Hi,
Two responses (percentages) A and B should make a sum of 100%. But they don’t as there is always a missing part M, like M = 1-Y1-Y2. Although Y1 & Y2 are measured M is not so I’m thinking that I should treat it as parameter.
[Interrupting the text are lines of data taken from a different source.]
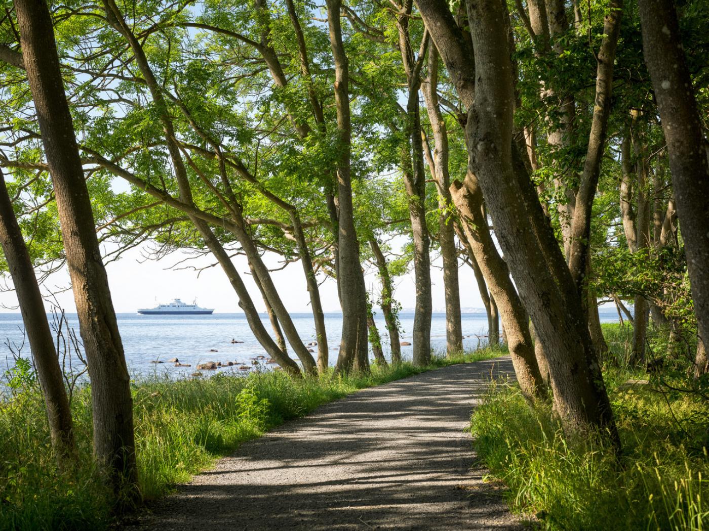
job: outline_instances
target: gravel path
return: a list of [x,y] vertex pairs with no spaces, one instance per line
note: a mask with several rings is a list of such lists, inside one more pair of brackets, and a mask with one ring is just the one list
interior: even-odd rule
[[[522,529],[463,429],[508,358],[357,392],[286,423],[154,506],[150,530]],[[127,529],[135,530],[130,526]]]

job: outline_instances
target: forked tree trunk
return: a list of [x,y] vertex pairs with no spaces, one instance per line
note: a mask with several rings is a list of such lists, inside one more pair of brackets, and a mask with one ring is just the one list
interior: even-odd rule
[[64,91],[52,17],[44,0],[16,0],[15,11],[89,363],[94,452],[114,493],[130,503],[140,497],[130,377]]
[[0,246],[7,262],[44,395],[52,446],[62,468],[76,457],[72,411],[44,301],[0,171]]
[[450,191],[468,244],[500,309],[520,387],[530,399],[542,397],[545,392],[545,385],[535,358],[527,324],[529,318],[510,278],[507,265],[497,252],[488,229],[483,212],[482,193],[469,171],[464,183],[454,182]]
[[379,336],[379,330],[374,321],[374,315],[372,313],[372,309],[369,305],[367,308],[367,326],[369,328],[369,344],[372,345],[372,353],[374,355],[374,361],[380,367],[386,367],[389,364],[381,349],[381,336]]
[[350,154],[352,125],[350,116],[350,74],[342,45],[340,25],[342,0],[326,0],[330,43],[335,60],[335,102],[337,113],[337,246],[338,280],[342,304],[342,335],[335,371],[351,367],[367,372],[367,292],[359,260],[352,209]]
[[391,277],[389,275],[389,268],[386,264],[386,258],[381,252],[379,242],[376,238],[369,239],[369,246],[376,268],[379,271],[379,280],[381,281],[381,313],[384,315],[384,322],[386,323],[386,330],[389,333],[389,345],[391,348],[391,364],[398,365],[401,362],[401,343],[399,339],[398,317],[393,310],[393,289],[391,287]]
[[[452,198],[451,198],[452,201]],[[470,246],[468,237],[465,232],[460,228],[460,223],[455,222],[455,232],[458,235],[458,239],[465,249],[466,254],[468,255],[468,261],[471,269],[473,270],[473,275],[475,277],[475,282],[478,286],[478,292],[480,293],[480,299],[483,302],[483,307],[485,308],[485,313],[488,318],[488,343],[491,346],[498,346],[500,345],[500,327],[499,315],[497,310],[497,304],[495,299],[488,292],[487,283],[485,282],[485,276],[480,270],[480,266],[475,258],[475,253],[473,248]]]
[[438,241],[443,258],[443,289],[445,295],[446,352],[463,349],[463,331],[460,316],[460,287],[458,282],[458,253],[455,248],[453,200],[450,197],[448,172],[448,133],[438,104],[438,52],[431,46],[428,52],[428,79],[423,86],[428,120],[433,131],[431,173],[438,184]]
[[709,163],[670,0],[639,0],[642,47],[667,142],[699,337],[709,341]]
[[709,372],[709,358],[701,338],[697,340],[697,353],[694,358],[694,377],[698,378]]
[[[581,298],[529,174],[513,152],[515,98],[506,5],[502,0],[467,2],[474,66],[469,56],[467,61],[456,60],[464,55],[465,47],[447,4],[417,4],[469,108],[466,132],[471,169],[515,285],[547,350],[556,411],[568,431],[607,433],[618,448],[613,410]],[[446,48],[450,53],[443,53]]]
[[325,312],[323,312],[323,303],[320,299],[320,288],[318,286],[318,278],[316,276],[315,270],[313,269],[313,259],[311,258],[300,215],[295,208],[289,214],[291,222],[293,223],[293,232],[298,243],[298,251],[303,266],[303,271],[306,275],[308,294],[310,296],[311,308],[313,312],[313,319],[315,322],[315,333],[318,338],[318,372],[323,373],[328,370],[329,361],[328,331],[325,326]]
[[[157,110],[160,113],[160,121],[162,123],[165,142],[167,144],[170,159],[172,162],[175,177],[179,188],[180,200],[186,205],[190,207],[194,207],[194,203],[192,198],[192,191],[189,184],[189,181],[187,178],[186,169],[184,165],[184,161],[182,159],[179,146],[176,139],[172,119],[167,109],[167,102],[165,101],[165,98],[162,94],[162,88],[157,83],[157,80],[155,79],[152,69],[147,62],[147,59],[145,57],[143,47],[138,42],[135,35],[133,33],[130,27],[128,24],[126,24],[125,21],[124,20],[123,16],[118,6],[116,5],[115,1],[113,0],[103,0],[103,1],[107,19],[109,23],[113,25],[116,31],[125,38],[128,45],[130,46],[135,57],[135,62],[137,63],[138,68],[140,69],[140,72],[145,79],[145,84],[147,86],[147,88],[150,91],[150,94],[152,96]],[[298,331],[296,329],[295,325],[293,324],[293,321],[291,319],[291,316],[286,309],[286,307],[281,299],[280,295],[279,295],[277,290],[276,290],[276,287],[271,279],[268,268],[264,264],[258,249],[257,249],[256,245],[252,239],[250,235],[244,228],[244,220],[241,215],[240,206],[234,204],[234,198],[232,198],[230,199],[232,200],[230,212],[234,217],[234,221],[235,222],[233,225],[230,226],[230,230],[233,232],[234,235],[236,236],[239,243],[241,244],[244,253],[249,261],[249,263],[253,268],[252,270],[255,275],[258,276],[259,280],[261,283],[261,287],[263,289],[264,292],[266,294],[266,297],[273,308],[274,312],[276,314],[276,316],[278,318],[281,326],[283,327],[284,332],[285,333],[286,337],[288,338],[289,343],[290,343],[291,348],[296,353],[298,359],[301,360],[301,362],[303,364],[303,370],[309,374],[316,374],[317,367],[315,360],[313,358],[313,356],[311,355],[308,349],[305,347],[302,339],[301,339],[301,337],[298,333]],[[190,220],[199,231],[201,236],[205,241],[207,241],[207,240],[210,240],[211,239],[211,237],[213,237],[211,230],[209,229],[206,222],[199,219],[196,216],[191,215],[188,215]],[[221,262],[220,262],[220,263],[221,263]],[[242,300],[241,297],[240,297],[240,299]]]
Both Y1 & Y2 have the same predictors and I would like to get the predictors effect on Y1, Y2 and M.
Beta regression seems to be appropriate and I have the below code.
Essentially is the code found here just replicated for two responses Y1 and Y2, and the parameter M.
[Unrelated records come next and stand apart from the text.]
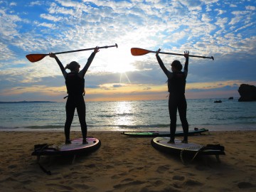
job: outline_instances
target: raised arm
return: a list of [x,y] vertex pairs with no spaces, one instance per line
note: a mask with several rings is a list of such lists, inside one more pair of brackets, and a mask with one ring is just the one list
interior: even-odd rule
[[162,69],[162,70],[164,71],[164,73],[166,75],[167,78],[169,78],[169,71],[167,70],[167,68],[164,66],[164,64],[163,63],[163,61],[161,60],[161,59],[160,58],[159,53],[159,51],[161,50],[161,48],[159,48],[156,53],[156,59],[158,63],[159,63],[159,65],[161,67],[161,68]]
[[87,62],[86,63],[85,67],[82,68],[82,70],[80,71],[82,73],[82,76],[85,76],[86,72],[87,71],[90,64],[92,63],[94,57],[95,56],[96,53],[100,51],[98,46],[95,48],[94,51],[92,53],[90,56],[89,57]]
[[58,59],[58,58],[56,56],[56,55],[53,53],[49,53],[49,56],[55,59],[58,65],[59,65],[59,67],[61,70],[62,73],[63,74],[64,77],[65,77],[67,72],[65,71],[65,70],[63,67],[63,65],[61,63],[60,60]]
[[184,65],[184,73],[186,73],[187,75],[188,71],[188,57],[189,57],[188,50],[184,51],[184,57],[186,58],[186,62]]

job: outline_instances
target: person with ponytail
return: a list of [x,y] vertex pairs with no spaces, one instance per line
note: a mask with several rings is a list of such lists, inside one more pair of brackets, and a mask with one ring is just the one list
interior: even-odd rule
[[[95,47],[94,51],[89,57],[87,63],[82,70],[80,70],[80,65],[76,61],[72,61],[65,68],[58,57],[53,53],[50,53],[49,55],[55,59],[58,64],[62,73],[63,74],[68,92],[68,100],[65,105],[66,120],[65,123],[65,144],[71,144],[70,137],[70,127],[74,117],[75,110],[77,109],[79,122],[81,126],[82,134],[82,144],[86,144],[87,137],[87,124],[85,121],[85,103],[83,98],[85,95],[85,75],[87,71],[90,64],[92,63],[96,53],[99,52],[98,47]],[[66,69],[70,70],[70,73],[66,72]]]
[[169,112],[170,115],[170,132],[171,137],[169,143],[174,144],[175,132],[176,130],[177,110],[180,116],[182,128],[184,133],[183,143],[188,143],[188,123],[186,118],[187,103],[185,97],[186,79],[188,75],[189,52],[184,52],[186,62],[184,70],[182,70],[182,65],[179,60],[174,60],[171,64],[171,72],[168,70],[160,58],[159,53],[160,48],[156,51],[156,56],[157,61],[168,78]]

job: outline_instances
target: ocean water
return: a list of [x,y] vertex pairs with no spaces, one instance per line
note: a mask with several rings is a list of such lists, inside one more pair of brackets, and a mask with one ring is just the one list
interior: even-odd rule
[[[187,100],[190,129],[256,130],[256,102],[238,98]],[[215,100],[222,100],[215,103]],[[65,102],[1,103],[0,130],[63,130]],[[168,100],[86,102],[87,129],[96,131],[169,131]],[[178,113],[177,130],[182,130]],[[75,113],[71,130],[80,131]]]

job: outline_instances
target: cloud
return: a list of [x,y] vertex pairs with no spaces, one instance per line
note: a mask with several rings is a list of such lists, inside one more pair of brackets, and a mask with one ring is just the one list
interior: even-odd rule
[[[190,58],[188,83],[255,80],[255,6],[250,1],[57,0],[43,1],[43,7],[41,1],[11,2],[0,2],[1,91],[8,87],[65,85],[54,60],[46,56],[31,63],[26,54],[116,43],[118,48],[101,49],[96,55],[85,75],[90,91],[124,91],[127,85],[143,85],[140,89],[150,92],[156,86],[166,87],[166,77],[154,53],[134,57],[132,47],[178,53],[189,50],[193,55],[214,56],[214,61]],[[58,58],[64,65],[72,60],[83,65],[91,53]],[[184,62],[181,56],[161,57],[169,70],[173,60]]]

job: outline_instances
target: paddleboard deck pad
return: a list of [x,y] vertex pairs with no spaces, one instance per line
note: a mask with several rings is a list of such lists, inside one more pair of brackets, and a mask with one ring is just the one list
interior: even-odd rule
[[[208,132],[208,129],[202,128],[198,129],[195,128],[193,130],[188,131],[188,136],[194,135],[194,134],[201,134],[201,133]],[[170,137],[170,132],[122,132],[122,134],[124,135],[127,135],[132,137]],[[175,136],[183,136],[183,132],[176,132]]]
[[75,155],[90,152],[100,146],[100,141],[94,137],[87,137],[88,144],[82,144],[82,138],[71,141],[71,144],[59,143],[55,144],[35,145],[32,156],[52,156],[52,155]]
[[170,137],[156,137],[152,139],[151,145],[161,151],[167,154],[179,154],[181,161],[183,160],[183,155],[188,154],[193,156],[192,161],[198,155],[215,155],[218,161],[219,155],[225,155],[224,146],[220,144],[208,144],[206,146],[188,143],[183,144],[181,140],[175,139],[174,144],[169,144]]
[[40,164],[41,156],[73,155],[73,162],[74,162],[76,155],[92,152],[100,146],[100,140],[96,138],[87,137],[86,140],[88,142],[88,144],[82,144],[82,138],[72,140],[70,144],[65,144],[65,143],[36,144],[34,146],[34,151],[31,155],[37,156],[37,163],[43,171],[48,175],[51,175],[50,171],[47,171]]

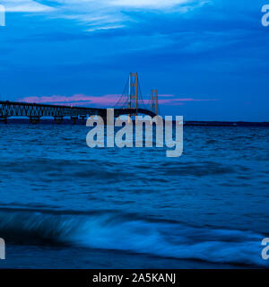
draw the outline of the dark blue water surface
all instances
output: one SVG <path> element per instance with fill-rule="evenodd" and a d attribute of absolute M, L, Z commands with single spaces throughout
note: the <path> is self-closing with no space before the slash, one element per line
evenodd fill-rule
<path fill-rule="evenodd" d="M 0 125 L 0 267 L 268 267 L 269 128 L 184 127 L 184 153 Z"/>

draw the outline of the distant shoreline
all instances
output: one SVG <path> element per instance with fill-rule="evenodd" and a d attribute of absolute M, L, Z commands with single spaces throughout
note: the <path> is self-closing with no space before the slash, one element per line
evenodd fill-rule
<path fill-rule="evenodd" d="M 8 118 L 7 124 L 29 124 L 30 120 L 28 118 Z M 6 124 L 0 122 L 0 126 L 4 126 Z M 37 125 L 56 125 L 54 119 L 43 118 Z M 72 120 L 68 118 L 64 118 L 61 125 L 73 125 Z M 85 120 L 79 119 L 76 125 L 85 125 Z M 185 121 L 185 126 L 268 126 L 269 122 L 245 122 L 245 121 Z"/>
I have M in the transformed parameters
block where I say that M = 1-Y1-Y2
The model run quickly and smoothly but the M_res have an n_eff = 2 and all the parameters I have declared have the same estimates e.g. beta_prior[1] = Y1_beta[1] = Y2_beta[1] = M_beta[1]
data {
int<lower=1> N; // sample size
int<lower=1> K; // K predictors
vector<lower=0,upper=1>[N] Y1_res; // responses
vector<lower=0,upper=1>[N] Y2_res;
matrix[N,K] X; // predictor matrix
}
parameters {
vector[K] beta_prior; // reg coefficients
vector<lower=0>[K] phi_prior; // dispersion parameter
}
transformed parameters{
vector[K] Y1_beta = beta_prior * 1;
vector[K] Y1_betY1_phi= phi_prior * 1;
vector[K] Y2_beta = beta_prior * 1;
vector[K] Y2_betY1_phi= phi_prior * 1;
vector[K] M_beta = beta_prior * 1;
vector[K] M_betY1_phi = phi_prior * 1;
// Leftover amount is a parameter C = 1 - A - B
vector<lower=0,upper=1>[N] M_res = 1 - Y1_res - Y2_res;
}
model {
vector[N] Y1_LP; // linear predictor
vector[N] Y1_LP_phi;
vector[N] Y1_mu; // transformed linear predictor
vector[N] Y1_phi;
vector[N] Y1_A; // parameter for beta distn
vector[N] Y1_B; // parameter for beta distn
vector[N] Y2_A;
vector[N] Y2_B;
vector[N] Y2_LP;
vector[N] Y2_LP_phi;
vector[N] Y2_mu;
vector[N] Y2_phi;
vector[N] M_A;
vector[N] M_B;
vector[N] M_LP;
vector[N] M_LP_phi;
vector[N] M_mu;
vector[N] M_phi;
// A part
Y1_LP = X * Y1_beta;
Y1_LP_phi = X * Y1_betY1_phi;
for (i in 1:N) {
Y1_mu[i] = inY1_logit(Y1_LP[i]);
}
for (i in 1:N) {
Y1_phi[i] = exp(Y1_LP_phi[i]);
}
Y1_A = Y1_mu .* Y1_phi;
Y1_B = (1.0 - Y1_mu) .* Y1_phi;
// B part
Y2_LP = X * Y2_beta;
Y2_LP_phi = X * Y2_betY1_phi;
for (i in 1:N) {
Y2_mu[i] = inY1_logit(Y2_LP[i]);
}
for (i in 1:N) {
Y2_phi[i] = exp(Y2_LP_phi[i]);
}
Y2_A = Y2_mu .* Y2_phi;
Y2_B = (1.0 - Y2_mu) .* Y2_phi;
// Missing C
M_LP = X * M_beta;
M_LP_phi = X * M_betY1_phi;
for (i in 1:N) {
M_mu[i] = inY1_logit(M_LP[i]);
}
for (i in 1:N) {
M_phi[i] = exp(M_LP_phi[i]);
}
M_A = M_mu .* M_phi;
M_B = (1.0 - M_mu) .* M_phi;
// priors
beta_prior ~ normal(0, 1);
phi_prior ~ normal(0, 1);
// likelihood
Y1_res ~ beta(Y1_A, Y1_B);
Y2_res ~ beta(Y2_A, Y2_B);
M_res ~ beta(M_A, M_B);
}
I think a causal diagram should be like the following (X are predictors in randomized experiments)
X → Y1 → M
X → Y2 → M
So, M seems to be a collider but I hope that since I treat it as parameter I can get away of this (or might not).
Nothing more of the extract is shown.